Schools are encouraged to download all four posters and to place them in prominent locations where everyone is able to see them. After all, a lost or stolen device can have a major impact on students and schools. There’s the financial loss, of course, but there’s also the possibility that important data will be lost or compromised.
What's more, even though schools may not appear so, they are the 4th most frequent device theft location, according to last year's Mobile Theft & Loss Report.
From the cases we've analyzed, threats range from break-ins to rogue employees and student-to-student pickpockets.
Promoting Personal Device Security
We promote the use of our free application not because of a commercial factor, but due to the belief that basic security should be accessible by anyone. The core anti-theft features have always been free and will always remain to be so.
Universities such as the Wesleyan University, and the University of California (Davis), promote us as well from their IT-desks, including us as a recommended piece of software for students to have on the gadgets they take in-campus.
Students who download the free version of Prey Anti-Theft can take advantage of the following features to keep their data private and their devices close at hand.
- Evidence Reports – Once a device has been set to “Missing” on the Prey control panel, a series of reports that include location, active and nearby networks, pictures, and user information.

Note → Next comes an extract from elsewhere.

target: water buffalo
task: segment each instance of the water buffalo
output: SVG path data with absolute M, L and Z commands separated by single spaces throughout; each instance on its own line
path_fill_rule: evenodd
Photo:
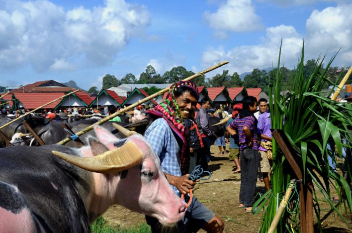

- Control Zones – Creates areas on a map that detect and alert phone, laptop, or tablet movement in and out of them.
- Location History – Active tracking that helps detect odd patterns and unwanted movements.
- Security Actions – Helps protect the device with remote actions such as the lock, alert, and alarm.
School IT administrators who opt to protect their mobile fleets with Prey's advanced solutions get additional peace of mind with a comprehensive management suite, data protection features for an extra layer of Ferpa compliance, and reactive security tools.
We hope this marks the beginning of your School's awareness program! It is a simple and basic approach, but for us, it is the first step of this collaboration between Prey and its partnered schools. We will continue to work on more comprehensive advice and resources to drive these processes forward.
Nicolas Poggi is the head of mobile research at Prey, Inc., provider of the open source Prey Anti-Theft software protecting eight million mobile devices. Nic’s work explores technology innovations within the mobile marketplace, and their impact upon security. Nic also serves as Prey’s communications manager, overseeing the company’s brand and content creation. Nic is a technology and contemporary culture journalist and author, and before joining Prey held positions as head of indie coverage at TheGameFanatics, and as FM radio host and interviewer at IndieAir.